Les lisières étroites avaient aussi le rôle de ficelle. Toujours pour les bébés, elles maintenaient le bébé dans le berceau :
On garde en mémoire, dans la littérature ou la peinture, trace de l’utilisation des lisières comme brides pour tenir les enfants en laisse lors de leurs premiers pas.
Pour prévenir les dangers d’une chute, on confectionnait également une sorte de casque en chutes de tissus appelé bourrelet.
Emile n’aura ni bourrelets, ni paniers roulants, ni chariots, ni lisières ; ou du moins, dès qu’il commencera de savoir mettre un pied devant l’autre, on ne le soutiendra que sur les lieux pavés, et l’on ne fera qu’y passer en hâte*. Au lieu de le laisser croupir dans sa chambre, qu’on le mène journellement au milieu d’un pré. Là, qu’il coure, qu’il s’ébatte, qu’il tombe cent fois le jour, tant mieux : il en apprendra plutôt (sic) à se relever.

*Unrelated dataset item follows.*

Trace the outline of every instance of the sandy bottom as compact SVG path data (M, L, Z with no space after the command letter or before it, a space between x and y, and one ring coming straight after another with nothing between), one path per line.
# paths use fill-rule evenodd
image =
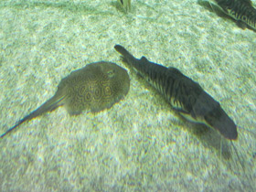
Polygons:
M60 107L0 140L0 191L252 191L256 183L256 33L197 0L0 3L0 133L70 71L114 50L176 67L239 125L233 143L180 118L129 70L124 100L99 113ZM236 149L236 150L235 150Z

* Il n’y a rien de plus ridicule et de plus mal assuré que la démarche des gens qu’on a trop menés par la lisière étant petits : c’est encore ici une de ces observations triviales à force d’être justes, et qui sont juste en plus d’un sens.
L’Emile, livre II.
La lisière est, de manière figurative, ce qui sert à guider :
Nous sommes de vieux enfants ; nos erreurs sont nos lisières, et les vanités légères nous bercent en cheveux blancs.
Voltaire, Epître 88.
Une expression, « tenir quelqu’un en lisières », signifiait « tenir quelqu’un sous sa coupe ».
Nous avons oublié l’existence des chaussons en lisière, si communs des siècles durant et pourtant encore portés au XXe siècle. Il s’en faisait dans de nombreux ateliers. Il nous en reste juste les espadrilles du pays basque !

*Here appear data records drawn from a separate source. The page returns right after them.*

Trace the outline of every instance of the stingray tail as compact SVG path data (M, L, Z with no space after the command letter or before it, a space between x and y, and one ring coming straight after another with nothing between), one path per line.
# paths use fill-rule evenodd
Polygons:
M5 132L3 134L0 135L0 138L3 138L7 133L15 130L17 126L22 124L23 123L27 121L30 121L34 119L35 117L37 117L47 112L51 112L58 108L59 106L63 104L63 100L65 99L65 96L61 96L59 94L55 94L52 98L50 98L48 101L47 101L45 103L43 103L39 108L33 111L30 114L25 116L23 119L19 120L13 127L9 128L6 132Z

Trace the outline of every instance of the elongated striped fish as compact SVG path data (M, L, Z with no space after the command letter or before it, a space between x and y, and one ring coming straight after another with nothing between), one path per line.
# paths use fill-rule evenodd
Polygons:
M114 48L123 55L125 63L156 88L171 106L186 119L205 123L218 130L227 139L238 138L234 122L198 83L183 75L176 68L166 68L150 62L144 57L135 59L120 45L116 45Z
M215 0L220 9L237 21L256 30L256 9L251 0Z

Les romans regorgent de citations comme :
Je n’avais que mes chaussons de lisière à mes pauvres pieds.
Eugène Sue, Mystères de Paris II (1842)I
Il distingua soudain un bruit assez difficile à exprimer et qui devait être produit par des hommes en chaussons de lisière montant l’escalier.
Honoré de Balzac, le Père Goriot (1835)
Ces chaussons étaient traditionnellement tressés dans des ateliers de prison et « tresser des chaussons en lisière » était synonyme, dans l’argot des voleurs, d’être en prison !
Le pis qui pouvait arriver, c’était que Raboliot se fît cueillir par les gendarmes. Alors, il tirerait un mois à Sancerre, chauffé, nourri pour rien, fabriquerait des chaussons de lisière, et reviendrait la mine florissante, avec un pécule dans sa poche.
Genevoix, Raboliot,1925
… Mais c’était aussi une occupation pour les aliénés ou les aveugles. Louis Braille fut nommé « contremaître de l’atelier de chaussons de lisière et de tresse » à l’Institution Royale des Jeunes Aveugles de Paris, alors qu’il mettait au point son alphabet, à l’âge de 14 ans… La valeur n’attend pas le nombre des années !
Alors les quilteuses d’aujourd’hui sont les héritières de cette longue tradition ! Si les lisières se réutilisent depuis la nuit des temps, certaines en font vraiment des quilts formidables :
Pour en savoir plus, lisez le dossier « Modern Quilt » des Nouvelles n°128, magazine de France Patchwork, qui va arriver dans les boîtes aux lettres des adhérents dans quelques jours ! J’ai essayé de vous inciter à vous amuser avec ces petites bandes de rien du tout…
Quant à l’Arbre de Vie dans la rubrique des Modèles, vous verrez le quilt qui me l’a inspiré, de Karen Griska, par ici !
Merci pour cet intéressant reportage!!!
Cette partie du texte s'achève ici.